Ha dejado de llover, las calles espejean con los primeros rayos firmes del sol. La rodeo con el brazo mientras subimos a mi piso, nuestro piso. El sueño se está consumando. Me faltan las palabras:-“Eres mía, eres en mí, eres conmigo”- Nuestros pasados no existen, venimos de la nada, somos planetas que siempre estuvieron visibles el uno para el otro y hemos burlado la maldición de las órbitas. Estamos volcados en mostrar, con todo lujo de matices, lo que desde la distancia sólo era una cicatriz gris, un pequeño cráter. Quisiera poder medir su estremecimiento, pasear por cada rincón de su diseño, por su femenina estructura que me recibe franca. Descanso mi peso sobre ella, el instinto dirige los pulsos. Sé de la importancia de los preliminares: Contener la excitación, impregnar la piel del resbalo de la llovizna, suavizar lo que pronto será ardor, exterminio, “petite mort”. Busco sus zonas, aleteo sobre ellas y me detengo, en la geometría triangular que me confiere el rango más alto de ser hombre, un atleta. La rítmica del amor se activa, doscientas pulsaciones. Soy sudor que ella empapa, combustión espontánea, una acelerada molécula preñada de pretensión.

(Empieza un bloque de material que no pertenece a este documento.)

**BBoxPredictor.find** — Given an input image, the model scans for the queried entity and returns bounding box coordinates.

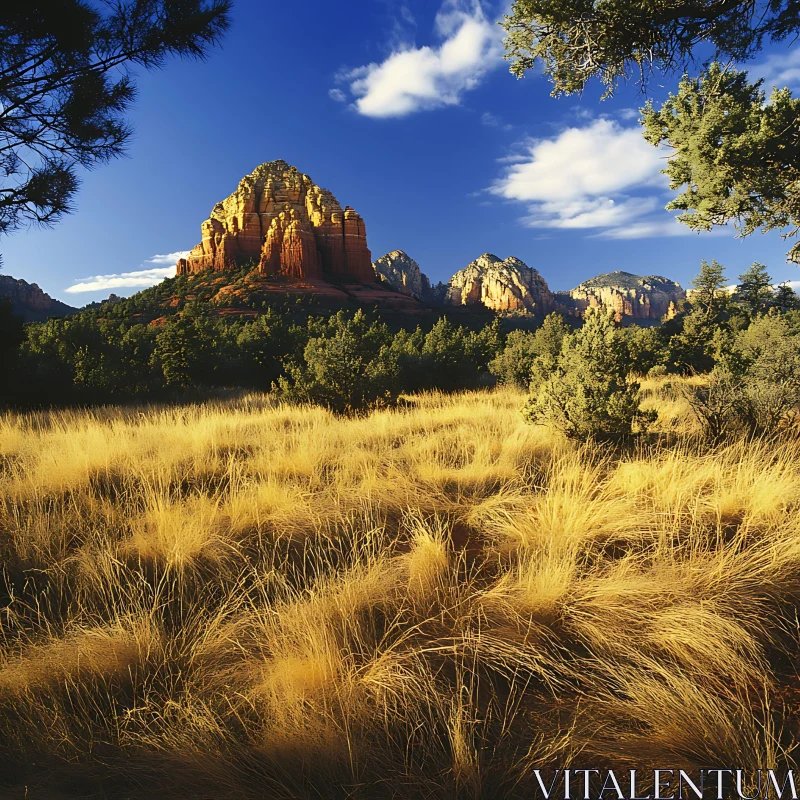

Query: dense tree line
[0,262,800,438]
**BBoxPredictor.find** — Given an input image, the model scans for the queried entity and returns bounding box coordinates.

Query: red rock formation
[177,161,376,283]
[0,275,78,322]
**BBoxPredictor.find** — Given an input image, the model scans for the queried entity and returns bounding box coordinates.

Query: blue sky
[0,0,800,305]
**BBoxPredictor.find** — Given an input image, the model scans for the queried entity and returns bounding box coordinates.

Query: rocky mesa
[445,253,556,316]
[372,250,431,300]
[177,161,376,283]
[0,275,78,322]
[559,270,686,322]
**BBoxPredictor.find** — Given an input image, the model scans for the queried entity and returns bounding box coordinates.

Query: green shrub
[523,309,652,439]
[275,311,400,414]
[688,312,800,439]
[489,314,569,389]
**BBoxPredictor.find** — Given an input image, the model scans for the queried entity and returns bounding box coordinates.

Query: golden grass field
[0,380,800,798]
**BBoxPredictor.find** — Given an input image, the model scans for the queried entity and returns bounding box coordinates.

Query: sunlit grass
[0,378,800,798]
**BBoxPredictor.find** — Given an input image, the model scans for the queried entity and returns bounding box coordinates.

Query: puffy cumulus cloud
[749,48,800,91]
[337,0,503,118]
[490,118,689,239]
[495,119,664,202]
[64,250,189,294]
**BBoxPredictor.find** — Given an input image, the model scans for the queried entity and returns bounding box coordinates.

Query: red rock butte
[177,161,377,283]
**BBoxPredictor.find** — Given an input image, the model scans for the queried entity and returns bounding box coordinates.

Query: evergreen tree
[774,281,800,312]
[692,259,727,322]
[524,309,652,440]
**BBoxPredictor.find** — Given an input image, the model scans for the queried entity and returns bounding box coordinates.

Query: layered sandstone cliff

Reposo a su lado. La agradable sensación del cansancio me remite a su espacio. Pongo la radio a la hora de las noticias locales. No dicen nada del hombre grasa, parece ser que la noticia más importante del día, es que han aumentado mucho la venta de bicicletas estáticas; un horrible nombre comercial, yo la llamo: María.